4 key questions about Maryland commission’s proposal to spend billions more on state’s public schools

Kirwan funding group meets in Annapolis.

A state panel is recommending the state of Maryland and county governments should spend $4 billion extra on public schools, a significant step in an ongoing debate over how to return the state’s education system to the best in the nation. This issue is expected to be debated in the 2020 General Assembly session and wrestled with by county leaders who will need to find more money for schools in their budgets.

Here are answers to four key questions about the proposal.


1. What would the extra money pay for?

The money would go to a variety of programs, such as expanding prekindergarten, putting more counselors and health professionals in schools, giving extra support to schools with many poor students, improving career preparation programs and giving teachers money for school supplies.


A significant chunk would also go toward increasing teacher salaries, in hopes of attracting and retaining high-quality teachers.

These programs are recommended by the state’s Commission on Innovation and Excellence in Education, commonly called the Kirwan commission for its chairman, William E. “Brit” Kirwan. He’s a former president of the University of Maryland, College Park, and former chancellor of the state’s university system.

2. Who pays for it all?

The Kirwan Commission had a work group that has wrestled with funding issues over the last several months.

On Tuesday, the work group settled on a plan to gradually increase funding for education each year for the next decade, topping out at $4 billion extra in 2030. That is on top of the amount of money that already would be projected to be spent on education.

The extra funding would be split between the state government and county governments. By 2030, the breakdown would be about $2.8 billion extra from the state and $1.2 billion extra combined from the city of Baltimore and the 23 counties.

By 2030, for example, Baltimore city schools would get $503 million more for schools from the state. But the city also would be required to spend $329 million more on schools, a near-doubling of what the city currently spends.

Baltimore County would get $348 million more from the state, but would also have to add $88 million more from its own budget.

3. Where will the money come from?

This is the big question that remains unanswered. The Kirwan commission was not charged with figuring out how to pay for the extra education spending.

State lawmakers already put a requirement for the state budget to include extra spending on education for the next two years. After that, the proposal calls for gradually increasing spending by 5% to 6% per year until it reaches the $2.8 billion extra from the state in 2030.

The counties and the city would have another year before they’d have to start putting more money into their budgets, and a phase-in schedule isn’t set for them yet.


There are concerns that the state, the counties or Baltimore city would have to raise taxes to pay for the extra spending on schools, but no one has officially proposed a tax increase.

Gov. Larry Hogan lambasted what he calls the “Kirwan Tax Hike Commission” for putting forth a proposal that he says is sure to result in a tax increase.
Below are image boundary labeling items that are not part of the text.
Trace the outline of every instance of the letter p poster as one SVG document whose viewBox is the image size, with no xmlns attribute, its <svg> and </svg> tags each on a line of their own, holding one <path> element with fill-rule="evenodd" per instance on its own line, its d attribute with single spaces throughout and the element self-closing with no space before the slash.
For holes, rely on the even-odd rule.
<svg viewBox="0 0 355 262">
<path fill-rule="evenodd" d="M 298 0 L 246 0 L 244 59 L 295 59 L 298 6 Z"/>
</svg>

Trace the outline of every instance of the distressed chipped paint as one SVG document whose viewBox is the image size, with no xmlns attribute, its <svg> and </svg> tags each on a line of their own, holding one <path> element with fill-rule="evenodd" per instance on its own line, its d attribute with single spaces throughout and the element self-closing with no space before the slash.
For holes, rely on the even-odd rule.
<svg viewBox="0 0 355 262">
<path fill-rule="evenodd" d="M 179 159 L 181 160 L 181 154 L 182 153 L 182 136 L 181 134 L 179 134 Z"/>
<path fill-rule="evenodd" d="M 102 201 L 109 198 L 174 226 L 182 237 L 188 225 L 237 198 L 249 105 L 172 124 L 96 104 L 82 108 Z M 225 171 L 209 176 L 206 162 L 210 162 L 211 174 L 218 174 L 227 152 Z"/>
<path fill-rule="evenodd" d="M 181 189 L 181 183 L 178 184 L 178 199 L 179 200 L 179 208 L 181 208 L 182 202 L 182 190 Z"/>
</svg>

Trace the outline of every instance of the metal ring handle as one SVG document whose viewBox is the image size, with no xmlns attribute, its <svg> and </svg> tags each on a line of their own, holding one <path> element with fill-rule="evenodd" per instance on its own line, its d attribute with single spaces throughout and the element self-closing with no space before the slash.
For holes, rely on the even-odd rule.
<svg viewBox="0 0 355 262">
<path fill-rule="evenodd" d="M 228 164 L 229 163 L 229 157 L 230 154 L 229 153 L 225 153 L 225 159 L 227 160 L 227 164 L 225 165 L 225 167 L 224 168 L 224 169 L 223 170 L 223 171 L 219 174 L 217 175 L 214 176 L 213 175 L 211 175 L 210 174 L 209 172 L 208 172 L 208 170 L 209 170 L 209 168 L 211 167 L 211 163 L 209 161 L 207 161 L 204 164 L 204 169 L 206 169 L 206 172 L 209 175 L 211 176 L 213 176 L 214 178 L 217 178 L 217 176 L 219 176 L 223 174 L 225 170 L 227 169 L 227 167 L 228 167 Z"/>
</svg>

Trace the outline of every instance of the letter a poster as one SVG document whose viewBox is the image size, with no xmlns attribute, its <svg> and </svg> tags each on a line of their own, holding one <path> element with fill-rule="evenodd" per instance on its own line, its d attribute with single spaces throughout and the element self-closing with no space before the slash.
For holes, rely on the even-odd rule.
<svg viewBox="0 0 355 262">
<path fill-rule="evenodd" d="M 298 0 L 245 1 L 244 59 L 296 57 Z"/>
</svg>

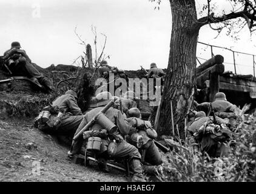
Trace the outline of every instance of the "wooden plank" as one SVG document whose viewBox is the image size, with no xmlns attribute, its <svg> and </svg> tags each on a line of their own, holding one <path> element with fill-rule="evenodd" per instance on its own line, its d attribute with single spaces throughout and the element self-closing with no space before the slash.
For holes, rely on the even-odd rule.
<svg viewBox="0 0 256 194">
<path fill-rule="evenodd" d="M 254 87 L 234 84 L 220 82 L 220 89 L 231 91 L 238 91 L 243 92 L 256 92 L 256 89 Z"/>
<path fill-rule="evenodd" d="M 215 64 L 222 64 L 223 62 L 224 58 L 221 55 L 217 55 L 198 67 L 197 68 L 197 73 L 201 72 L 202 71 L 214 65 Z"/>
<path fill-rule="evenodd" d="M 220 81 L 223 82 L 231 83 L 233 84 L 242 85 L 249 87 L 256 87 L 256 82 L 239 79 L 238 78 L 225 77 L 220 76 Z"/>
<path fill-rule="evenodd" d="M 210 75 L 210 101 L 213 102 L 214 96 L 219 92 L 220 89 L 220 75 L 218 73 L 211 73 Z"/>
</svg>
“Even after more than three years of meetings, there is still no clear plan whatsoever for how either the state or the counties will pay this massive price tag,” Hogan, a Republican, said Tuesday in a statement.

Some state lawmakers have suggested ways to raise money without an across-the-board tax increase, including legalizing and taxing sports gambling and recreational marijuana, as well as getting more accurate sales tax collections from online retailers.

Michael Sanderson, director of the Maryland Association of Counties, said it will be difficult for some counties to find the money within their existing budgets.

“I don’t think you can nip and tuck your way to finding 20, 30 40% more in school funding," Sanderson said.

If the city and counties look to tax increases, they have two options: the local property tax and the local income tax, known as the “piggyback” tax.

4. What’s the next step?

The full Kirwan commission will consider this recommendation over the next several weeks. The commission could accept the recommendation or change it.

The commission is scheduled to meet Oct. 30 in Annapolis, followed by more meetings and a public hearing in November.

A final decision will be made by the end of the year, and it will be incorporated into the commission’s report to the governor and the legislature.

The General Assembly will likely consider a bill that would put the funding recommendations into law during the 2020 legislative session that begins in January. Lawmakers could change the details, as well.

Hogan has signaled that he would fight such a bill, and is raising money through a political action committee to oppose it.

Any bill passed by the General Assembly would be presented to Hogan, who could accept it or veto it.